Document updated on Nov 26, 2018
KrakenD Community Edition Documentation
KrakenD is an extensible, declarative, high-performance open-source API Gateway.
Its core functionality is to create an API that acts as an aggregator of many microservices into single endpoints, doing the heavy-lifting automatically for you: aggregate, transform, filter, decode, throttle, auth, and more.
KrakenD needs no programming as it offers a declarative way to create the endpoints. It is well structured and layered, and open to extending its functionality using plug-and-play middleware developed by the community or in-house.
KrakenD focuses on being a pure Layer 7 API gateway, not coupled to the HTTP transport layer, and it has been in production in large Internet businesses since early 2017. See who is using KrakenD and use cases
KrakenD is written in Go. Our engine joined The Linux Foundation on 2021 codenamed as the Lura Project and was previously known as the Krakend Framework.
Why an API Gateway?
When consumers of API content (especially in microservices) query backend services, the implementations suffer a lot of complexity and burden with the sizes of their microservices responses.
KrakenD is an API Gateway that sits between the client and all the source servers, adding a new layer that removes all the complexity to the clients, providing them only the information that the UI needs.

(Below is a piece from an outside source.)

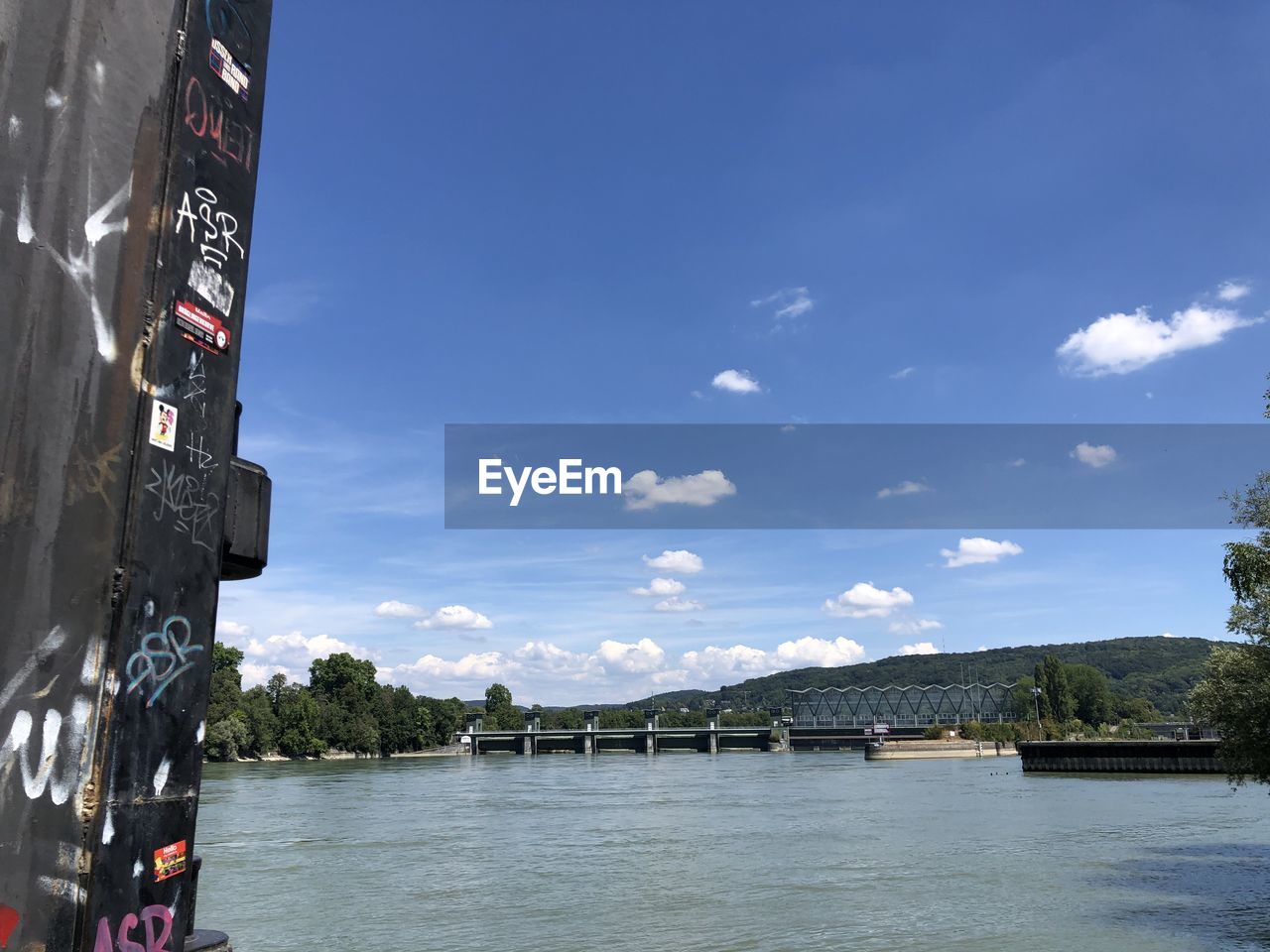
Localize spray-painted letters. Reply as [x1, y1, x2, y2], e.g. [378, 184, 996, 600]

KrakenD goes beyond other tools that are mere reverse proxies, and acts as an aggregator of many sources, allowing you to consume in a single call many endpoints. It allows you to group, validate, wrap, transform and shrink requests and responses. Additionally, it supports a myriad of middleware and plugins that allow you to extend the functionality, such as adding OAuth2 authorization, security layers, circuit breaking, rate-limiting, connectivity, logging, metrics, traces, and much more.
A practical example
A mobile or javascript developer needs to construct a single front page that requires data from several calls to their backend services, e.g.:
api.store.server/products
api.store.server/marketing-promos
api.users.server/users/{id_user}
api.users.server/shopping-cart/{id_user}
The mobile application needs to retrieve data from these four different sources, authorize each of the services, wait for each round trip, and pick only a few fields from the responses (doesn’t need the full response). What if, instead of doing these calls, the mobile client could call a single endpoint to KrakenD to get exactly what it needs?:
api.krakend.server/frontpage/{id_user}
This is what KrakenD can do:
With this approach, the mobile client isolated itself from the backend implementation. As a result, the backends do not need to address several shared concerns (authentication, rate-limiting, filtering malicious requests, etc.). Furthermore, whenever the backends change their contract, the API contract for the mobile client remains the same, and you can update the gateway via a simple change of configuration.
The client becomes faster, as it needs to handle a single HTTP connection for this use case, and there is a difference in size between the amount of data generated by the backends and what is finally traveling to the client.
As KrakenD is declarative and GitOps oriented, the mobile developers can update the configuration. There is no need to wait for the backend/infra team to make the changes.